„Igor Levit – No fear“Kölner Filmemacherin begleitet Ausnahmekünstler mit Doku
Sie hat die Schauspielerin Adriana Alteras auf eine Reise ins ehemalige Jugoslawien begleitet und sich in „Kulenkampffs Schuhe“ dem BRD-Nachkriegsfernsehen gewidmet. Für ihre neue Dokumentation „Igor Levit – No fear“ hat die Kölner Filmemacherin Regina Schilling den weltberühmten Pianisten knapp zwei Jahre lang mit der Kamera begleitet. Mit Axel Hill sprach sie über ihre Vorbilder, Tabus in Dokumentarfilmen und ihre Beziehung zu klassischer Musik.

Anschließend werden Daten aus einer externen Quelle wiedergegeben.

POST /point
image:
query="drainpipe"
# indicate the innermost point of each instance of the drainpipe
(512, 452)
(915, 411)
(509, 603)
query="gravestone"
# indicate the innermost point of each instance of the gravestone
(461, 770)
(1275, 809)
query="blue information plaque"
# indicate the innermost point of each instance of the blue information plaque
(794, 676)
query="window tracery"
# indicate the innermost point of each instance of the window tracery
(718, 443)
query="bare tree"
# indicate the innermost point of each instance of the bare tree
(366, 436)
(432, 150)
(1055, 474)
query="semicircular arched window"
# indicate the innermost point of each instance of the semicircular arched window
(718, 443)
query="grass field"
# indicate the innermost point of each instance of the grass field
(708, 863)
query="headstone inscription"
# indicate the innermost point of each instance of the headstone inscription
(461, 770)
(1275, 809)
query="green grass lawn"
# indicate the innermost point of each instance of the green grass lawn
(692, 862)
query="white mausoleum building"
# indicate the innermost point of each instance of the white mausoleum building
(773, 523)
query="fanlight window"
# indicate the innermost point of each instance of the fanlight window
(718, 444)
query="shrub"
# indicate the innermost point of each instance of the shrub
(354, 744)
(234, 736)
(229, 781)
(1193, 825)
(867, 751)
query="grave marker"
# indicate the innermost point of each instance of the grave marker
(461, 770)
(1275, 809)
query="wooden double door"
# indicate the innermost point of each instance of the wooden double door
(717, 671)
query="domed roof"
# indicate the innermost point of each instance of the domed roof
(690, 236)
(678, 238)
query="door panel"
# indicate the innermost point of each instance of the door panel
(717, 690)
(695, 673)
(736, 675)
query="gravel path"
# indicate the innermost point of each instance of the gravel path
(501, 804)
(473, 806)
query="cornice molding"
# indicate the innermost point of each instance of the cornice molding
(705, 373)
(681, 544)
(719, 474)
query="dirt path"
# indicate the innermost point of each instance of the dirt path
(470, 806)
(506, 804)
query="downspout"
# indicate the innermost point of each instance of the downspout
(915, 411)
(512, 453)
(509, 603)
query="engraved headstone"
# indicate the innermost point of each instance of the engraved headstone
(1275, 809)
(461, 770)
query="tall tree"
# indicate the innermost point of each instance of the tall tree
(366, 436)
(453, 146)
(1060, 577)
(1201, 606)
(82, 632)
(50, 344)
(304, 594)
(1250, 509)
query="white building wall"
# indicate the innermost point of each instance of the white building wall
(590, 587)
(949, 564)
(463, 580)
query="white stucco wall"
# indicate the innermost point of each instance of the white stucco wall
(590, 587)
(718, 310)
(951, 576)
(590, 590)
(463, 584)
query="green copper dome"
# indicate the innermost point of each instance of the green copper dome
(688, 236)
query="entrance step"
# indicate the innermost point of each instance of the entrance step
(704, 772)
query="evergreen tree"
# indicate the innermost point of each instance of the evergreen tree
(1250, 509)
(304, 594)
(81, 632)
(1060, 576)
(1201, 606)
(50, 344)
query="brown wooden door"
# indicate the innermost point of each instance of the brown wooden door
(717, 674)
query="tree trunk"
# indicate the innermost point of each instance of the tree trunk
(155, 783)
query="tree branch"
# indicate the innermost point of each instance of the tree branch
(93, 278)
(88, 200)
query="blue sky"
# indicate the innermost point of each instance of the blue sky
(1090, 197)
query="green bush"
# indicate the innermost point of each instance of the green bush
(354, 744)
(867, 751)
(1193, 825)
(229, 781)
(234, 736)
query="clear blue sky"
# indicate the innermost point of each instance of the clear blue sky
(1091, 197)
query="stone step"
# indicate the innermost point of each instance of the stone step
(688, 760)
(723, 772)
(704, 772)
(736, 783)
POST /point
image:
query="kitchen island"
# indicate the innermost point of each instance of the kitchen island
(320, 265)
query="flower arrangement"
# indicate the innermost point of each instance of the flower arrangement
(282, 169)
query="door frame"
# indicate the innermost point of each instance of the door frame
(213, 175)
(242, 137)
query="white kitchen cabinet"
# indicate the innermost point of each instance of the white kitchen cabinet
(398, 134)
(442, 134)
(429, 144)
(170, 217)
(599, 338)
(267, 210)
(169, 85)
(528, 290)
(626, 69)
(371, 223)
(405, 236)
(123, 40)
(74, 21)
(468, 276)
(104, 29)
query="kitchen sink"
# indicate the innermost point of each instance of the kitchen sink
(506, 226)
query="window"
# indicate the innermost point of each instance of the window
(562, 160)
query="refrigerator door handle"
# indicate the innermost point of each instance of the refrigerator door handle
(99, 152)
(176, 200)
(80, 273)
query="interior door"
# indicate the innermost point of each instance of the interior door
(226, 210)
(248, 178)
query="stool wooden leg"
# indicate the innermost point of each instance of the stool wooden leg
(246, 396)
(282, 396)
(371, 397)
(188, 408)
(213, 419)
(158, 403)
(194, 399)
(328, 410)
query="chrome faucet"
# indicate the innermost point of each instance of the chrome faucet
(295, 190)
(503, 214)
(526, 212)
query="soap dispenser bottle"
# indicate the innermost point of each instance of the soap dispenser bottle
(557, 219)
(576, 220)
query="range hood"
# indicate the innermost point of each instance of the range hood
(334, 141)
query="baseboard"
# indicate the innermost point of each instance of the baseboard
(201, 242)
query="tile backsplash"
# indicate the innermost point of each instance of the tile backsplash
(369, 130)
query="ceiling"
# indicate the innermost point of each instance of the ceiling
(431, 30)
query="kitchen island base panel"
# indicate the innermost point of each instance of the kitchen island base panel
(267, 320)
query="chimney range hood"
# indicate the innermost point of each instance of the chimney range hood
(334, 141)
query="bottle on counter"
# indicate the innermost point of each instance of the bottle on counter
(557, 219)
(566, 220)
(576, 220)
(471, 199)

Wonach suchen Sie sich die Themen für Ihre Filme aus?
Manchmal denke ich, die Themen suchen auch mich aus. Es ist die Mischung aus einer Idee von mir oder es kommt ein Impuls von außen, der bei mir hängen bleibt. Die Reaktionen auf „Kulenkampffs Schuhe“ haben mich überwältigt, so viele Mails von Leuten, bei denen der Film so viel ausgelöst hat und die mir ihre zum Teil sehr, sehr erschütternden Nachkriegsbiografien erzählt haben. Damit habe ich nicht gerechnet und dachte: Was kannst du jetzt noch für einen Film machen? In dieser Phase kam der Produzent Thomas Kufus, mit dem ich schon lange zusammen arbeite, und fragte: Kennst du Igor Levit? Er nimmt gerade alle Beethoven-Sonaten auf und hast du nicht Lust, dich damit zu beschäftigen.
Welche Beziehung haben Sie zu klassischer Musik?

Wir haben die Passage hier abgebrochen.